Why Convivial?

Keeping team members motivated, engaged and energised is a challenge for any organisation. The term ‘convivial’ as it is used here infers working together in a way that respects and values everyone’s contribution. This interpretation of convivial is derived from Ivan Illich’s 1973 book ‘Tools for Conviviality’.

I intend [conviviality] to mean self-directed and creative interactions among people, and the interaction of people with their environment; and this in contrast with a conditioned response to the demands made upon them by others, and by a man made environment.

(Quote adapted from Chapter 2, ‘Tools for Conviviality’, Ivan Illich, 1973.)

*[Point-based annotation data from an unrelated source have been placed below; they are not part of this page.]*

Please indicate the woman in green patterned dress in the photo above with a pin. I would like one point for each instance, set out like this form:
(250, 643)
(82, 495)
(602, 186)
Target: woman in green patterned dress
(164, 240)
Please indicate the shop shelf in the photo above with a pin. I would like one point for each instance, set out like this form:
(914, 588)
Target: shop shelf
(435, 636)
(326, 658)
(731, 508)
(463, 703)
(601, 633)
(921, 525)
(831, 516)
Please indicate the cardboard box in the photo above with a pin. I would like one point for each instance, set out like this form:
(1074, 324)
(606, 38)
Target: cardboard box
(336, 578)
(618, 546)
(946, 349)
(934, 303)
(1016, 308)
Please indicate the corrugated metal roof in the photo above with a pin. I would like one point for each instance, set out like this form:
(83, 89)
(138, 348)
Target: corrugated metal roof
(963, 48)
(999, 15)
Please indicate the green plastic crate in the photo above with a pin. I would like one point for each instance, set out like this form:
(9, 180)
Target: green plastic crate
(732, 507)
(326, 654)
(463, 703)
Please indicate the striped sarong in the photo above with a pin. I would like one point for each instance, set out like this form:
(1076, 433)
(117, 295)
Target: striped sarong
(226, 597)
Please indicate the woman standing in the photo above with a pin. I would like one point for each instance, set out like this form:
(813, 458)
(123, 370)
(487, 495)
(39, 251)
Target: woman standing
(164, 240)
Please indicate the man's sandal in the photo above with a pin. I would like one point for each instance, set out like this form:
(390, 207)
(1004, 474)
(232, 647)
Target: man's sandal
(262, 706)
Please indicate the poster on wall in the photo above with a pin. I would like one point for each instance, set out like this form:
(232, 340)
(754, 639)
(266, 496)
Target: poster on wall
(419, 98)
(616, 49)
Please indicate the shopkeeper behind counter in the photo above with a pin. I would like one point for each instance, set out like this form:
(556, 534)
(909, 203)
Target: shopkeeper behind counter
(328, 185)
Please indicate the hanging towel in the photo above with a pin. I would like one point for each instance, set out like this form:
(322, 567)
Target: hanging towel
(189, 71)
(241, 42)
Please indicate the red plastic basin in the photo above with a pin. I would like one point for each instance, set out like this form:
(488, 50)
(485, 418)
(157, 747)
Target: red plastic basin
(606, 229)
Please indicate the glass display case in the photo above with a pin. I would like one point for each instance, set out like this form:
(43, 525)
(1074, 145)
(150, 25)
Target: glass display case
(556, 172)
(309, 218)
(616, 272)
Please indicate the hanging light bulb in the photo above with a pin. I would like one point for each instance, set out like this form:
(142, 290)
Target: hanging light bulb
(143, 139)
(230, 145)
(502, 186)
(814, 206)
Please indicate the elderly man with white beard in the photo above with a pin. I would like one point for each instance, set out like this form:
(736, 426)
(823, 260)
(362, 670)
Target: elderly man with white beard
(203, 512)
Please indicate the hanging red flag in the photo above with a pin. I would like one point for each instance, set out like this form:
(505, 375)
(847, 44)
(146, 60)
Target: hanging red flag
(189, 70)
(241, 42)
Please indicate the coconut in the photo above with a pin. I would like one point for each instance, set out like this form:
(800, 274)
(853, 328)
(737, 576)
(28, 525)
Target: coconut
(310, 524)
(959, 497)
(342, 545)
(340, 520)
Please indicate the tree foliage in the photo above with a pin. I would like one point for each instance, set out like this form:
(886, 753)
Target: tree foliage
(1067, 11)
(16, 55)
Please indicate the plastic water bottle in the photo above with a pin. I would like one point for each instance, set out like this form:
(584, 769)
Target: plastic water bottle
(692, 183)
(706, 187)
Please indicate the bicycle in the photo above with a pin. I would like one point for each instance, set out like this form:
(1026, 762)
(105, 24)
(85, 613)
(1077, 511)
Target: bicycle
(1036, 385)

While the book is now somewhat dated, Illich usefully outlines a number of challenges that can only be overcome by building convivial interactions. These are:

  • Biological degradation – ‘The only solution to the environmental crisis is the shared insight of people that they would be happier if they could work together and care for each other.’
  • Radical monopoly – ‘By “radical monopoly” I mean the dominance of one type of product rather than the dominance of one brand.’
  • Overprogramming – ‘The relationship between what can be learned from ordinary living and what must be learned as a result of intentional teaching…’
  • Polarization – ‘The underprivileged grow in number, while the already privileged grow in affluence.’
  • Obsolescence – ‘ In a society caught up in the race for better, limits on change are experienced as a threat.’
  • Frustration – ‘There is a form of malfunction in which growth does not tend towards the destruction of life, yet renders a tool antagonistic to its specific aims.’

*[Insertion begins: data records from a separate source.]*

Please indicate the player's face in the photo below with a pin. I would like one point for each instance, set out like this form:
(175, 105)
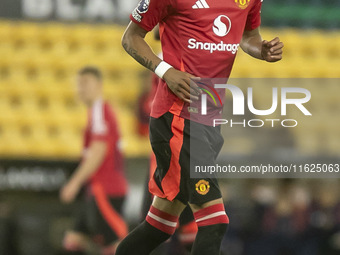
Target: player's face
(88, 88)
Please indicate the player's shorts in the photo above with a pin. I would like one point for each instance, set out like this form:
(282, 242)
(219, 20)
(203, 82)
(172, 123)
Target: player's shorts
(171, 137)
(93, 222)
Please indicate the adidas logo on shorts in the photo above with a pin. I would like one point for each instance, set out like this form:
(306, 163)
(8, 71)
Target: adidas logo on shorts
(200, 4)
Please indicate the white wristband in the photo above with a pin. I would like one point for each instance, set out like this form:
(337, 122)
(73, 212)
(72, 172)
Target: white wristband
(162, 68)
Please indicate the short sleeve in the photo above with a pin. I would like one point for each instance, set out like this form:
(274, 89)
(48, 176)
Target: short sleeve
(99, 127)
(254, 16)
(149, 13)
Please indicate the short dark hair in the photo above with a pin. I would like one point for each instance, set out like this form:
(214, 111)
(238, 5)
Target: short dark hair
(91, 70)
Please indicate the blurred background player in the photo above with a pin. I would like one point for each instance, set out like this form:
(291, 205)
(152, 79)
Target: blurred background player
(99, 225)
(182, 241)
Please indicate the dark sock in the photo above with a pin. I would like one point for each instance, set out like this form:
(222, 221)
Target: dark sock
(209, 239)
(142, 240)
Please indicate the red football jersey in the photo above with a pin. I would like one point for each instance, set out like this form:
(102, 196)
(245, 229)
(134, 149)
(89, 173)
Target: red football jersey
(102, 125)
(200, 37)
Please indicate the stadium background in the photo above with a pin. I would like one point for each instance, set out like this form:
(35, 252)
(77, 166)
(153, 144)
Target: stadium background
(42, 45)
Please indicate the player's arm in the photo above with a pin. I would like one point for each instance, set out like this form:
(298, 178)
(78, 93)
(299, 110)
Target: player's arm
(252, 44)
(94, 158)
(179, 82)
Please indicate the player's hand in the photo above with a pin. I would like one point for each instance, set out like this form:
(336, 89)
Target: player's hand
(69, 192)
(182, 85)
(272, 51)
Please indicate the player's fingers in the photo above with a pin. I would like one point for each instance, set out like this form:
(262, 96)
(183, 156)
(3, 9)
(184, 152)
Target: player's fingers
(188, 87)
(182, 97)
(265, 43)
(275, 41)
(277, 47)
(275, 58)
(277, 52)
(193, 85)
(189, 94)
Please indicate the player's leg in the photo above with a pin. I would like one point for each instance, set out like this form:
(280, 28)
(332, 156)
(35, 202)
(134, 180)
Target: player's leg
(166, 136)
(187, 229)
(205, 198)
(212, 222)
(108, 225)
(75, 240)
(159, 225)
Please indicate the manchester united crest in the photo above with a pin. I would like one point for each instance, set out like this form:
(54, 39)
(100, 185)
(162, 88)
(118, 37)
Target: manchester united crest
(202, 187)
(242, 3)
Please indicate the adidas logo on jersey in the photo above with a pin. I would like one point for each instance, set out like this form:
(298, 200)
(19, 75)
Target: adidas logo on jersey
(200, 4)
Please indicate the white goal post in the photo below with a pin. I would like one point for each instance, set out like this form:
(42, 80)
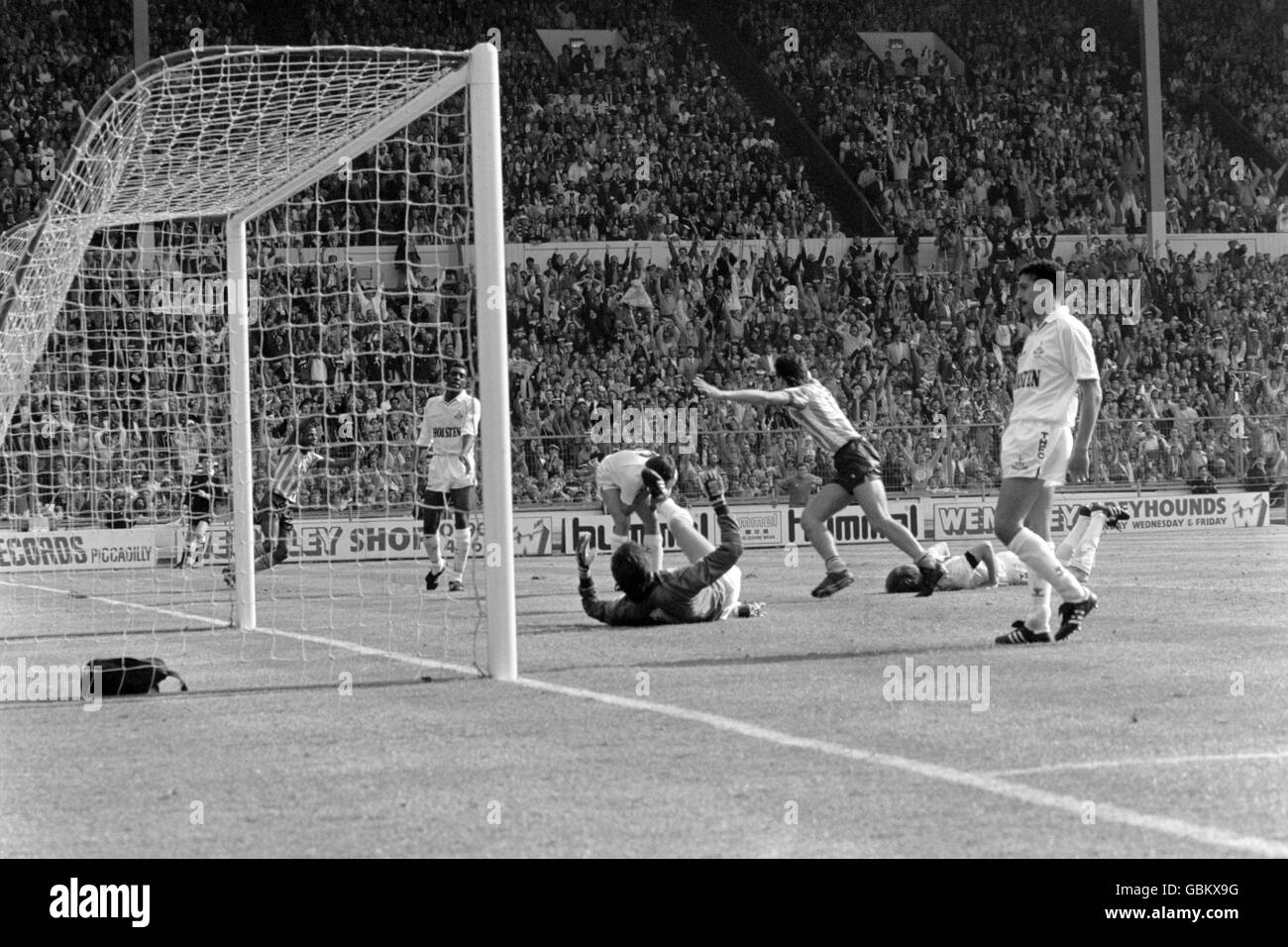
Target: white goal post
(228, 133)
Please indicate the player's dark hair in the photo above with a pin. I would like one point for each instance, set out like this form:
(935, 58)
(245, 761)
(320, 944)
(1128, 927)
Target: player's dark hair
(662, 467)
(631, 571)
(790, 369)
(1039, 269)
(903, 579)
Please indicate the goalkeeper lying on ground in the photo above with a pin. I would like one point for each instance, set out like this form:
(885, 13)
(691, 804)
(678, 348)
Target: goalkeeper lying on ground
(706, 590)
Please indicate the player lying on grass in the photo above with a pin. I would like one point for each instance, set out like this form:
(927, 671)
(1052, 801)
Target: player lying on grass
(706, 590)
(618, 480)
(983, 569)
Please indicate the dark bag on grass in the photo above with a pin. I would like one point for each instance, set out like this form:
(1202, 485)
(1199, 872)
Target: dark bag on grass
(125, 676)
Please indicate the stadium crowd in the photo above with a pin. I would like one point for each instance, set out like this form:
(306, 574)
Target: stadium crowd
(921, 357)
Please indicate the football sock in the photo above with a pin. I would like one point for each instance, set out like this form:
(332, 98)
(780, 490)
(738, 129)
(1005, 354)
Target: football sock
(1039, 603)
(434, 545)
(464, 538)
(824, 544)
(1037, 554)
(653, 547)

In using LEGO® elements in training, it does occur to me that these are a very convivial tool. While made of plastic, the bricks are well made and last an extraordinarily long time. Bricks purchased today are built on the same system and can still interlink with those made in the 1950’s. In model making the elements work nicely along side of other craft materials and stationery. Creating models can be simply learned in a short period of time and while it is certainly true that an experienced builder can do amazing things, even a beginner can build most ideas by simply stacking bricks.

The benefit of working in a convivial way extends to everyone. All our team members are more actively engaged, motivated and happy. We progress more effectively and create a better result for the organisation. In this way of working everyone wins.